Attorney Steve Vaccaro, who represents the Liaos, has been raising the profile of DMV safety hearings in a series of Streetsblog posts. He gave this statement in response to the DMV’s decision:
On behalf of the Liao family and the many others who have lost family members to traffic violence, I welcome the news that the New York State DMV has revoked the license of Ahmed Abu-Zayedeh, who struck and killed 3 year old Ally Liao in the crosswalk while she crossed with the right of way, hand-in-hand with her grandmother. This sanction cannot compensate for the harm caused — nothing can.
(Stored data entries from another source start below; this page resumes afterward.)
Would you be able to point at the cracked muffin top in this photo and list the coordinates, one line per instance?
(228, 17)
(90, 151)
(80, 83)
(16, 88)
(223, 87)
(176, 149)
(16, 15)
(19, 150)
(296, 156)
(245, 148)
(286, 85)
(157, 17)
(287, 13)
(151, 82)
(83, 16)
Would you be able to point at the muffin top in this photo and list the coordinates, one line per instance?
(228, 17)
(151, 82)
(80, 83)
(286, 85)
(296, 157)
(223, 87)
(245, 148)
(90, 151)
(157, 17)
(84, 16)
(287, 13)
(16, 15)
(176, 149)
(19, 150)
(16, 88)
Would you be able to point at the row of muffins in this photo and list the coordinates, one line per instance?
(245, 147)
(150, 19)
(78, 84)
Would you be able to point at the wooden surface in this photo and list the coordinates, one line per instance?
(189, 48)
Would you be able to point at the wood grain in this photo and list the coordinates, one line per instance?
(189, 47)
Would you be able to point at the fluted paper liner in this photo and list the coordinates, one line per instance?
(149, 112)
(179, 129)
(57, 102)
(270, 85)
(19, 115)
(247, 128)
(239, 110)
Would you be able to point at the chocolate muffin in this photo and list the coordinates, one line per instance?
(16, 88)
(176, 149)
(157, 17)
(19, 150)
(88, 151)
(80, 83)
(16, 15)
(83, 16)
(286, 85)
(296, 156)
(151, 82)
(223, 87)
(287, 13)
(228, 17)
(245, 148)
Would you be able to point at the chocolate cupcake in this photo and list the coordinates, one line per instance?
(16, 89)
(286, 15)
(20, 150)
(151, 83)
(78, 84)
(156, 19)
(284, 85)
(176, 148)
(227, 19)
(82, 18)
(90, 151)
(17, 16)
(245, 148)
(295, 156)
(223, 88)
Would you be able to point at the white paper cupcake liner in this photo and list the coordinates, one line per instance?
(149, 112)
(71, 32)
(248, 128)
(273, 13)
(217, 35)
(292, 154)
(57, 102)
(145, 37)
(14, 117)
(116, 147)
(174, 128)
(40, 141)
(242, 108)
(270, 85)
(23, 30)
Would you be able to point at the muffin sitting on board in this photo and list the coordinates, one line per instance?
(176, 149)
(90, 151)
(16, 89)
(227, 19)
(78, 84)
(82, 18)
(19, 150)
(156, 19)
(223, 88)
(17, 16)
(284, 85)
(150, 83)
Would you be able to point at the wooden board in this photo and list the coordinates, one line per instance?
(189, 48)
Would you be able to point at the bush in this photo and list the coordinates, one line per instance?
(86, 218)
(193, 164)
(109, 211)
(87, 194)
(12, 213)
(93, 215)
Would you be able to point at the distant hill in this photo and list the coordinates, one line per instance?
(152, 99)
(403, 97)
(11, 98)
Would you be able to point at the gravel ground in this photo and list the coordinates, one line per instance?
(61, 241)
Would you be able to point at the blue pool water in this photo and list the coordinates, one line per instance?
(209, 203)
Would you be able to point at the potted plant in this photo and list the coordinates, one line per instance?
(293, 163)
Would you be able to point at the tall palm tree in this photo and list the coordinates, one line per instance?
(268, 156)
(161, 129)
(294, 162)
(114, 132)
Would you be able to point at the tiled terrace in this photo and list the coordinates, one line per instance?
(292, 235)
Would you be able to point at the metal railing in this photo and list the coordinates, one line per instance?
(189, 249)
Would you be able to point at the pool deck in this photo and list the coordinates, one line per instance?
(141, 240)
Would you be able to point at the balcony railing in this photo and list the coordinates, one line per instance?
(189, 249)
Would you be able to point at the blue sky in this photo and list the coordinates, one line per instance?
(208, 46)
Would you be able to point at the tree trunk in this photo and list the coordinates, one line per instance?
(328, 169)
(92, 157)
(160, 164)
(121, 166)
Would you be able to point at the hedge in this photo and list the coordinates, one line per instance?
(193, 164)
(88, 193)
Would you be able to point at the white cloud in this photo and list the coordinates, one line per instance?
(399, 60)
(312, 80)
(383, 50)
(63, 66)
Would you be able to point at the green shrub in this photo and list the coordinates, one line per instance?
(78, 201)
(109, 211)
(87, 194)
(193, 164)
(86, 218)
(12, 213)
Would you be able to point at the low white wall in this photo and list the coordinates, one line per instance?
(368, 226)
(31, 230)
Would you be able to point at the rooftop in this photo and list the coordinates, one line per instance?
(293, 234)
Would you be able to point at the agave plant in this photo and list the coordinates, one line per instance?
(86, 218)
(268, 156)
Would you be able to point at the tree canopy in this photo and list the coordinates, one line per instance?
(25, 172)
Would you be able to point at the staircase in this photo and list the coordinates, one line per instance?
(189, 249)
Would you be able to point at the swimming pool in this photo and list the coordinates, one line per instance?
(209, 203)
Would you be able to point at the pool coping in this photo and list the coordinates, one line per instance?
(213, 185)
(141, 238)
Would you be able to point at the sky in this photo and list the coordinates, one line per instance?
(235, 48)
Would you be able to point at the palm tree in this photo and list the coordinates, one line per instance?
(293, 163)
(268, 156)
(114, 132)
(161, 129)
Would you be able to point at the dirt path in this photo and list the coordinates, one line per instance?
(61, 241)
But it affirms our shared understanding that driving is a privilege, not a right, to be forfeited when thoughtless or reckless acts cause grave harm.
Currently, DMV does not appear to be adhering to its policy of holding safety hearings within one year of a fatal crash. The hearing for Abu-Zayedeh happened 15 months after the crash that killed Allie Liao. The safety hearing to review the license of Leonardo Degianni, who killed cyclist Mathieu Lefevre more than three years ago, in October 2011, is scheduled for January 27. Even these delayed hearings may not have happened without public pressure from Vaccaro and victims’ families.
One of the planks in Families For Safe Streets’ DMV reform agenda is to hold these hearings promptly and transparently, with quarterly reports about outcomes. The decision to revoke Abu-Zayedeh’s license is a sign that these reforms matter and can keep dangerous drivers off the streets.